Part B - Normalized Model: Mean MSE = 369.76160306796623 Std MSE = 93.85089910118067


#### How does the mean of the mean squared errors compare to that from Step A?

The comparison between the Mean MSE values from Part A (Baseline Model) and Part B (Normalized Model) reveals the following:

1. Mean MSE Comparison:
    - Part A (Baseline Model): Mean MSE = 283.68
    - Part B (Normalized Model): Mean MSE = 369.76
      
The mean MSE for the normalized model (Part B) is slightly higher than the baseline model (Part A). This suggests that normalization did not improve the overall accuracy in terms of mean squared error for this specific dataset and model configuration.
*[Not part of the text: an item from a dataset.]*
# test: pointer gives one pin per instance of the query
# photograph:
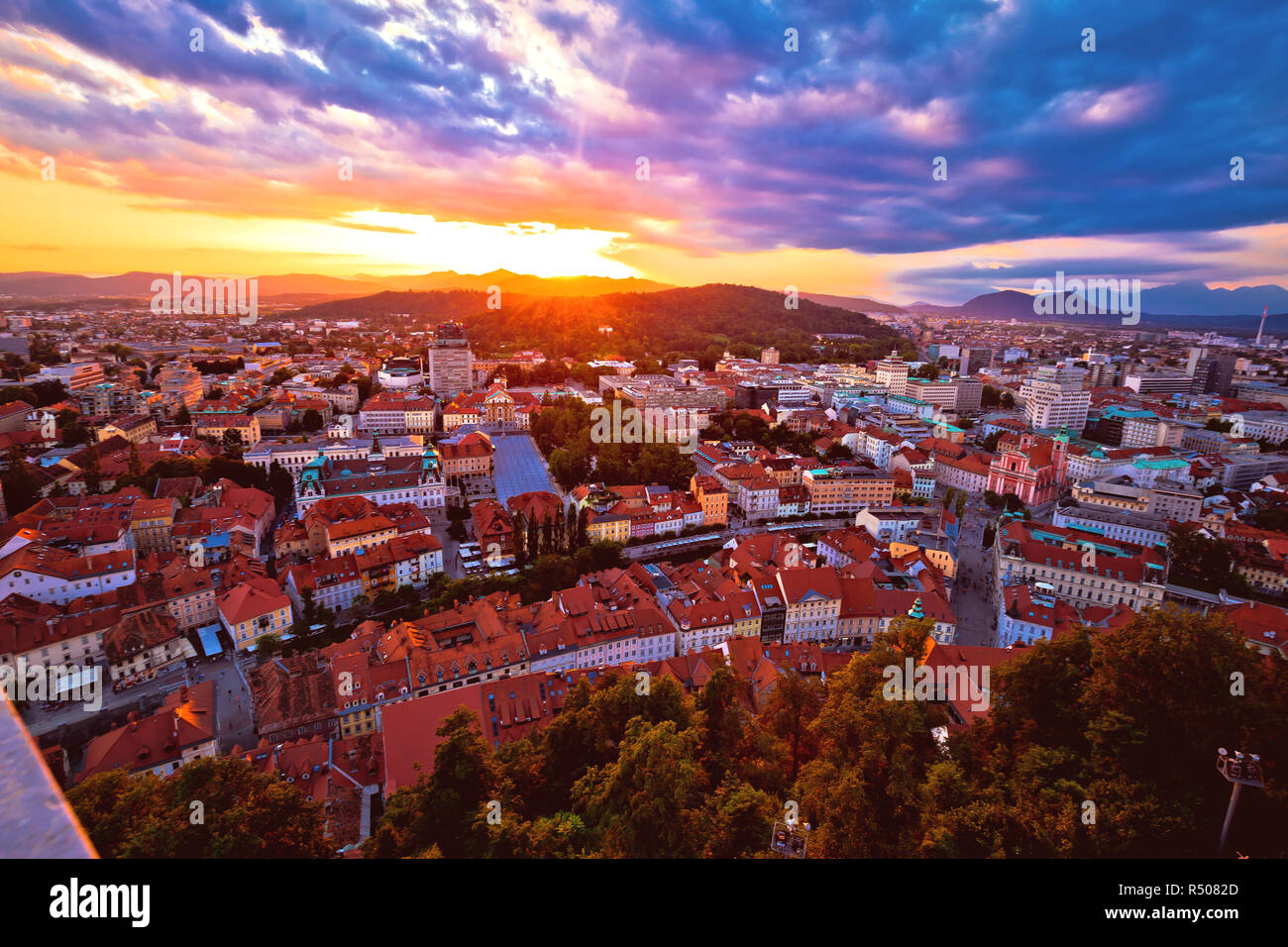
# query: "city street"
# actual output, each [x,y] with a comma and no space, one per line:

2. Standard Deviation Comparison:
    - Part A (Baseline Model): Std MSE = 236.16
    - Part B (Normalized Model): Std MSE = 93.85
      
The standard deviation of the MSE is significantly lower for the normalized model compared to the baseline model. This indicates that normalization has reduced the variability in the model's performance across the 50 runs, making the model predictions more consistent.

#### Conclusion:
While normalization slightly increased the mean MSE, it significantly improved the model's stability by reducing the standard deviation of the MSE. This suggests that normalization may help in achieving more reliable predictions, even if the accuracy does not always improve.